My hypothesis was that I clamped it wrong during glue-up since the boards did not start with any warp. So, I bought another board and attempted to include both side pressure and top/bottom pressure to stop it from warping. Unfortunately, that did not work either and the results were the same! Ugh! What is going on??!!

Next, I resorted to laminating several pieces of narrow whitewood together with alternating grain patterns and applying both side and top/bottom pressure during the glue-up. This was the best of the three attempts, but still introduced a slight warp. At this point, I was getting frustrated and decided this was good enough. My hope was that attaching the sides would help to counteract the warp. I used a hand plane to lightly fix some high spots, and then sanded with 80, 150, 220, 400.

I glued the mitered joints of the sides and screwed them onto the base from the bottom. I used a router bit to trim the edges of the base to exactly match the sides and it was looking pretty good. I love my corner band clamps for these kinds of glue-ups – they are fantastic.

Next, I tackled the coin tray. I put this off to the end because I wasn’t sure how I wanted to tackle it. I knew I wanted to incorporate both types of wood in order to keep the striped pattern theme. I ended up cutting 2 triangular pieces of white wood and gluing/screwing them into the front sides of the table. I then used some scraps to create a laminate wide enough to cover the gap between the two triangular supports. I took the block to the bandsaw and resawed a narrow piece off of the block, about 1/4″ thick. I sanded this up and then used glue and supported it with a few brad nails. Unfortunately, the brad nails went in with such force that it started cracking the thin wood. I was able to rescue it with some CA glue and lots of sanding.

Finishing

I put several coats of Formby’s Tung oil onto the board. Although it says it is a high gloss finish, I find I get more of a semi-gloss result. My intention here was to give the table a bit of an amber hue that helped to make the grain pop – especially on the oak wood. I found the whitewood really absorbed the oil quickly, which prompted me to continue to add coats until it was saturated. I benefited from long pauses between coats as I mainly worked on this during weekends. I used 0000 steel wool to knock down the high spots and called it done!

Next, to choose some legs. The goal was to get this table about waist-high, but provide sturdy support. Also, it was very important that they have feet that can adjust the level to make the game work correctly (the game has a built-in level to help with this).

I explored lots of options, but ultimately selected this set of 28″ heavy duty metal table legs. I liked the look of these, but also the fact that they were easy to install and fit the width of the table nicely.

Conclusion

This build was a learning experience involving many failed attempts and retries. I’ve never had such issues with board warping as I did on this project. I did a similar laminate base for the Truck Drawers that I built, and I even used the same wood, so I’m still not sure what was going on here. I’m glad this was not a rush-build and had the time to experiment and find a good solution.
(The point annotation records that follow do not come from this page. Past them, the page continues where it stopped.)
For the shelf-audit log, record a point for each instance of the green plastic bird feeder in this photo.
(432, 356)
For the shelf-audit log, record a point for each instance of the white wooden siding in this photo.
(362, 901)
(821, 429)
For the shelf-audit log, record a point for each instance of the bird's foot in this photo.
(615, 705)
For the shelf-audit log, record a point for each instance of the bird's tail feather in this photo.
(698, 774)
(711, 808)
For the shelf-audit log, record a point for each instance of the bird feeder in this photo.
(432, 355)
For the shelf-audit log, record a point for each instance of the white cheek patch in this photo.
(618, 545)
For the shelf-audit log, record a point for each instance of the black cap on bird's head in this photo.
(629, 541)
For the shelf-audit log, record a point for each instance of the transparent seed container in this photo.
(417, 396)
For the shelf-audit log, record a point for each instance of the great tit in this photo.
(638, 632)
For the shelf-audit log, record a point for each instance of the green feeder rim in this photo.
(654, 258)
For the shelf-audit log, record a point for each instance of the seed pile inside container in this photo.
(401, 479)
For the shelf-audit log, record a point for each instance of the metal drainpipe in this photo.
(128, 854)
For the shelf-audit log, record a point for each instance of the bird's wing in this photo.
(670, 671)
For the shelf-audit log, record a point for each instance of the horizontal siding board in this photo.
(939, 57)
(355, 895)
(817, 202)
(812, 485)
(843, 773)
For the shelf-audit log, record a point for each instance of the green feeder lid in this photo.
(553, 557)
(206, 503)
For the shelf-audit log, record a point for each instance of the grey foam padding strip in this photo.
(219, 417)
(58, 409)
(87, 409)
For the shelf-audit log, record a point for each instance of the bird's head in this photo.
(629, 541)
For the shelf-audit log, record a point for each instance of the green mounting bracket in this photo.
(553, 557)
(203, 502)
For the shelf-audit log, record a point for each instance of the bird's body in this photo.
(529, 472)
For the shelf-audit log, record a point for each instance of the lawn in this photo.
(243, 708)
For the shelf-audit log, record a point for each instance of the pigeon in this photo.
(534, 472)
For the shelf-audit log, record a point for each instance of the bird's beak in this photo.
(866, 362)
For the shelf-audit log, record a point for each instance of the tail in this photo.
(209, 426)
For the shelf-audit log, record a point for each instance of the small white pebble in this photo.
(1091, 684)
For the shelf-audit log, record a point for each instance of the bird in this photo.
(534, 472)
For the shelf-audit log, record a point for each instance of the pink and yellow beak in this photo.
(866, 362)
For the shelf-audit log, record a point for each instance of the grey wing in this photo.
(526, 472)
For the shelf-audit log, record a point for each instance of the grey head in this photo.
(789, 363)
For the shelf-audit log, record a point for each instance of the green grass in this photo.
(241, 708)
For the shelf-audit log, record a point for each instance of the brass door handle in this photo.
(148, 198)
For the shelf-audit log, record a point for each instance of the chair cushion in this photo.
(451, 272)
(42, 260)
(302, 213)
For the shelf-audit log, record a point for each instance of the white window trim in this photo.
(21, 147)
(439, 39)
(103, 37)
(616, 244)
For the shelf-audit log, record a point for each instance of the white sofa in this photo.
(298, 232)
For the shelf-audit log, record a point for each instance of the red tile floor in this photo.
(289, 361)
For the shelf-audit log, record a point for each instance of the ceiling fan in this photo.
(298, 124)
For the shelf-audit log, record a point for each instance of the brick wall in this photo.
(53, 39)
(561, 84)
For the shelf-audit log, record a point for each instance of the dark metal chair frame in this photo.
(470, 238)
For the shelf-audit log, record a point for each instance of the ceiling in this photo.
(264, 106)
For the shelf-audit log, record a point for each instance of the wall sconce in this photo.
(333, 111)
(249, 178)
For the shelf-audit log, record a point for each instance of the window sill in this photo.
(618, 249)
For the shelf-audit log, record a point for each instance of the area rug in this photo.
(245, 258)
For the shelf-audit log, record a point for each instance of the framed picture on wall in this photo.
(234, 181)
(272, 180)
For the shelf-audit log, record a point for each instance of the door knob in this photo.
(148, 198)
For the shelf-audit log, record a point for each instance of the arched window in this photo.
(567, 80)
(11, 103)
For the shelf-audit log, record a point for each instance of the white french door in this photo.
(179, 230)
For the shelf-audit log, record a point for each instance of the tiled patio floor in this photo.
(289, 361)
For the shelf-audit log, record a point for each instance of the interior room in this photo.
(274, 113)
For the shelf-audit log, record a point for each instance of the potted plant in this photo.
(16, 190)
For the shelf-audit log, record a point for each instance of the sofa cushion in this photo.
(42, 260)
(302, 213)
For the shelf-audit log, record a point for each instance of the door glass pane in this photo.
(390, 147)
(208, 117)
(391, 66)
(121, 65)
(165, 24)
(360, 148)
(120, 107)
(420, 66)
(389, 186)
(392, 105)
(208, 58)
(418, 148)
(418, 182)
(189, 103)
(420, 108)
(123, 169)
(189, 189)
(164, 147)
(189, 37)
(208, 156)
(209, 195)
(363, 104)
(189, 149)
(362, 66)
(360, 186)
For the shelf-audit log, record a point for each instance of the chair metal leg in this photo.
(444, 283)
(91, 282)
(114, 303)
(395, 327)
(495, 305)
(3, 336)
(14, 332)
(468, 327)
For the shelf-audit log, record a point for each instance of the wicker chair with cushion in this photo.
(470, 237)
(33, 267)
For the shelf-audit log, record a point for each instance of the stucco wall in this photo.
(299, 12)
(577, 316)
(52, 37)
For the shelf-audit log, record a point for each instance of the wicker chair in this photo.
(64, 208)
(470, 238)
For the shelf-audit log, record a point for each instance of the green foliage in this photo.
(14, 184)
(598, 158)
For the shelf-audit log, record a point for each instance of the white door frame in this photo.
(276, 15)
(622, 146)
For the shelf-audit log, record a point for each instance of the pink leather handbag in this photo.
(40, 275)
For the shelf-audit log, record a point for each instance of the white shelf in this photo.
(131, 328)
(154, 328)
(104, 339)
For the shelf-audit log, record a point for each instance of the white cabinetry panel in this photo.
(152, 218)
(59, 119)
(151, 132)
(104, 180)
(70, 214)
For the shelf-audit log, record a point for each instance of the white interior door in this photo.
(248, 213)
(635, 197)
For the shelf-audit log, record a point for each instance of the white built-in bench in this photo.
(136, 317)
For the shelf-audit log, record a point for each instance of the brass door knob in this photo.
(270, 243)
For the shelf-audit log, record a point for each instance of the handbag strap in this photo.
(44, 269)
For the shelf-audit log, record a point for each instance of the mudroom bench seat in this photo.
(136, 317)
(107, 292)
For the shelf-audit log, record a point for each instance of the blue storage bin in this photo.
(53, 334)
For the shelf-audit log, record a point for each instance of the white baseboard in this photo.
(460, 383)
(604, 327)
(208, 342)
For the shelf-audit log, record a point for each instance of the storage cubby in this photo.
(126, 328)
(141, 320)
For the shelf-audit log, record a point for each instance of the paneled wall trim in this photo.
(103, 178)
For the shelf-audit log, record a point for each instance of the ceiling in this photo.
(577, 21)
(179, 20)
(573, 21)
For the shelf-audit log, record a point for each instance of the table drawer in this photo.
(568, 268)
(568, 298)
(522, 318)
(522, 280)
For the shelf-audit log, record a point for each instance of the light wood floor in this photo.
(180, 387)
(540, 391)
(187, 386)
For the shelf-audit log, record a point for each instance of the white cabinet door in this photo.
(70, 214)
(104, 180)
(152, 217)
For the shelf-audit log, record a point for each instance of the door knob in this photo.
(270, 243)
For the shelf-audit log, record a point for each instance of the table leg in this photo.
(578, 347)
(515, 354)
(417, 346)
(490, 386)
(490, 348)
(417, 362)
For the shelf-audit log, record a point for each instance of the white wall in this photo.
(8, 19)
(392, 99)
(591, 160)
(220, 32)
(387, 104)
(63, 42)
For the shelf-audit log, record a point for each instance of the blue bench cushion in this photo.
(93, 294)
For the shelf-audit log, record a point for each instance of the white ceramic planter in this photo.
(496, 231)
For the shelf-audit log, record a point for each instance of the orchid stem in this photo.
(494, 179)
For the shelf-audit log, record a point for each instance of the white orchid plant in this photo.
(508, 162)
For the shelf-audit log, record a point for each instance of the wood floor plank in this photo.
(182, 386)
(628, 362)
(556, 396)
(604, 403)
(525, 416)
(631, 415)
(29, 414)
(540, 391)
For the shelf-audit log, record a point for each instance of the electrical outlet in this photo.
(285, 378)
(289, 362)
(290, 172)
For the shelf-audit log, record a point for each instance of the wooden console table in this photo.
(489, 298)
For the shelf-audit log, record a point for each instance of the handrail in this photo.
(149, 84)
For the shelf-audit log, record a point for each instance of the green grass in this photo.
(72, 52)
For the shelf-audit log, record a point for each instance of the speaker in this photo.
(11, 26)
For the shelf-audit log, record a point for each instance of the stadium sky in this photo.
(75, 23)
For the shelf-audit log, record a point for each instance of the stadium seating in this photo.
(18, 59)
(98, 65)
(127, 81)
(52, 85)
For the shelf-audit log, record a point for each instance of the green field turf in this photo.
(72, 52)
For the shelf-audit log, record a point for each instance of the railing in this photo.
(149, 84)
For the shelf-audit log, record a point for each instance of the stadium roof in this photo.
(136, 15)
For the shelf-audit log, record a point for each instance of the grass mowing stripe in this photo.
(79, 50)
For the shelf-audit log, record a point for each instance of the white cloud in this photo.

I did have some challenges working with the very soft “whitewood” and very hard “oak”. In the future, I’ll need to consider better matching the density of the woods for workability rather than selecting wood based on colour alone. Perhaps a Maple could have produced the same contrasting look with less challenges? That said, Maple costs 2x what I paid for the whitewood, so there is a cost to consider.

Looking at the finished product, I now realize I missed an opportunity to better match the wood on the pinball cabinet with the table. The darker brown wood matches neither the whitewood or oak that I selected for this project, but I only got to see the pinball machine after the project was done. I could have applied a stain that would have still allowed a contrast. In the end, my brother is happy and that’s the most important thing.